The OSCE Minsk Group, created to find a peaceful resolution between Armenia and Azerbaijan over Nagorno-Karabakh, was rendered useless after Baku seized the entire territory in 2023 and Azerbaijani President Ilham Aliyev openly called for the group to be disbanded. As a result, the OSCE budget remains stalled, with Azerbaijan withholding approval until all Minsk-related institutions are removed.
Despite this, there is no real discussion in Vienna about suspending Russia (or any other country for that matter). Instead, several OSCE officials told RFE/RL that dialogue and “open channels of communication” between all participating states remain essential.
In preparing for the Helsinki meeting, the Finnish delegation to the OSCE sent out an invitation to all countries to engage in “small group discussions” throughout the spring to tackle questions such as how to hold each other accountable, whether there is a minimum level of trust needed in order for the OSCE to function, and whether it can be a “bridge builder.”
In June, a new Finnish letter, seen by RFE/RL, was sent out summarizing the discussion, and it is evident that there might not be much change, if any, going forward.
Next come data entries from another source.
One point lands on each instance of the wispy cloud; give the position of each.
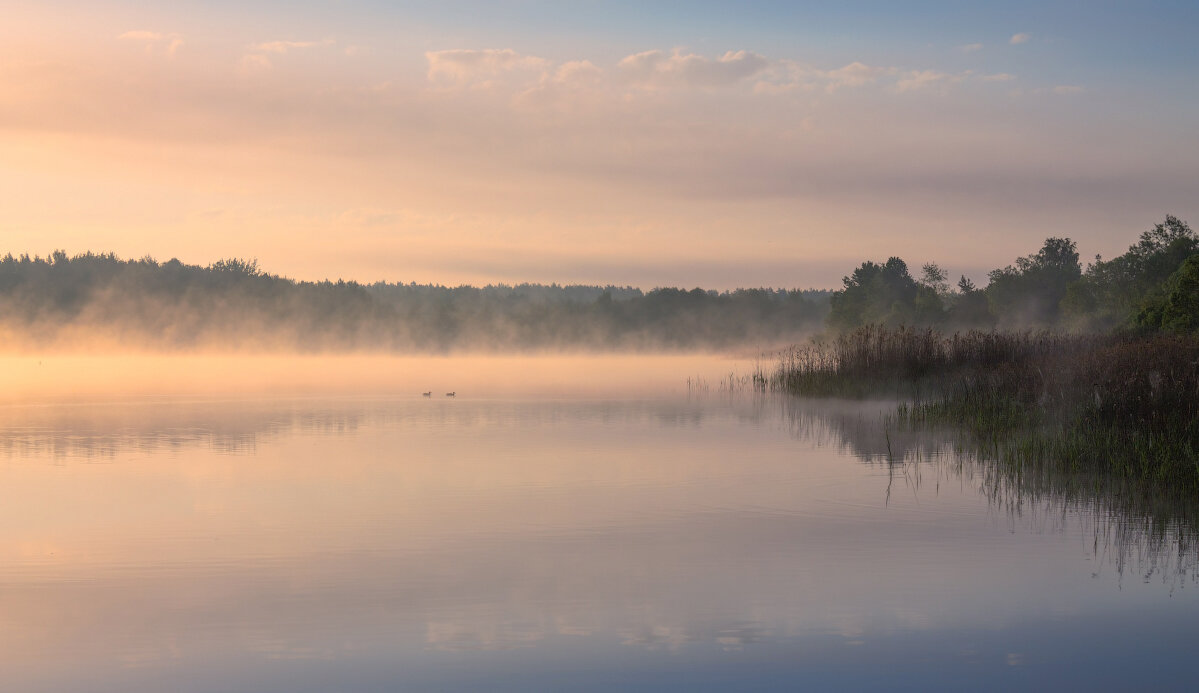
(285, 46)
(657, 68)
(462, 66)
(154, 41)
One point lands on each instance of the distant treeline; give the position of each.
(74, 301)
(1152, 287)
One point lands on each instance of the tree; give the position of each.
(1031, 291)
(880, 294)
(1112, 293)
(1175, 307)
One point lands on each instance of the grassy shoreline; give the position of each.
(1118, 405)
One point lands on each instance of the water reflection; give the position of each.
(479, 542)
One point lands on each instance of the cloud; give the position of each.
(155, 40)
(285, 46)
(151, 36)
(854, 74)
(656, 68)
(461, 66)
(922, 78)
(254, 64)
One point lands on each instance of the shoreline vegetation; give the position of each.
(1120, 404)
(62, 302)
(1080, 385)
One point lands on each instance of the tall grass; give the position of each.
(1119, 404)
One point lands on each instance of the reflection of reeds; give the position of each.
(1134, 525)
(1116, 404)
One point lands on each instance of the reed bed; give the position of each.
(1115, 404)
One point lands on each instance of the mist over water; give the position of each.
(91, 377)
(572, 522)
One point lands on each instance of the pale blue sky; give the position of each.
(686, 143)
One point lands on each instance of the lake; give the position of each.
(562, 523)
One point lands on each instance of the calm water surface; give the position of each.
(632, 537)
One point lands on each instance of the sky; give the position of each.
(692, 144)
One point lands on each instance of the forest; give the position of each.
(1154, 285)
(101, 300)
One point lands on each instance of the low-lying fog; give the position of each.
(32, 378)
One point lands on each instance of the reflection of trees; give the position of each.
(1134, 525)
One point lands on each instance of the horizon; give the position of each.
(684, 144)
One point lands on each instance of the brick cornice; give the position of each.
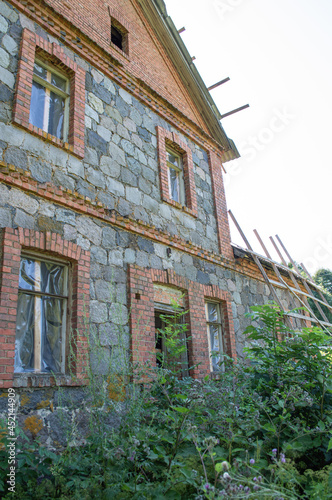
(112, 65)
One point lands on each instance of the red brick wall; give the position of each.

'Frustration With The Consensus Rule'
One of the conclusions was that “while desirable, trust is not a requirement for dialogue.” Another, seemingly contradictory, finding was that “participants confirmed the continued validity and importance of the OSCE principles and commitments, even -- and especially -- as they are being violated, most severely by Russia's war of aggression against Ukraine.”
On accountability, there was even an admission that the OSCE “cannot enforce compliance with its principles.”
The letter also notes that many “expressed frustration with the consensus rule” but also added that “many clearly feel strongly that consensus is the essence of the OSCE and an important guarantor for inclusive decision-making.” The letter notes “frustration with the consensus rule” but adds that many see consensus as “the essence of the OSCE and an important guarantor for inclusive decision-making.”
Not surprisingly, the document concludes that “this is not the time for major reforms. Nevertheless, most participants called for small, incremental adjustments to enable the OSCE to better perform its core functions.”
The future of the OSCE might instead rest on a “coalition of the willing” formed to circumvent vetoes -- as seen across many other international institutions in recent years.
One such move was the OSCE Secretariat's Support Program for Ukraine (SPU) -- a portfolio of extra-budgetary projects. The idea appeared at the end of June 2022 when Russia blocked consensus on the extension of the OSCE Project Coordinator in Ukraine --- a full-fledged OSCE field operation that had been active since 1999.
Then there is the increased use of the OSCE Moscow mechanism, which has been triggered five times since Russia’s full-scale invasion of Ukraine three years ago, most recently to document alleged Russian crimes against prisoners of war and civilian detainees.
With no consensus needed to be activated, the mechanism’s fact-finding missions by experts and subsequent reporting will prove useful in various courts, notably the recently established special tribunal for the crime of aggression against Ukraine.
Whether these workarounds can keep the OSCE relevant will be debated long after the Helsinki anniversary events conclude.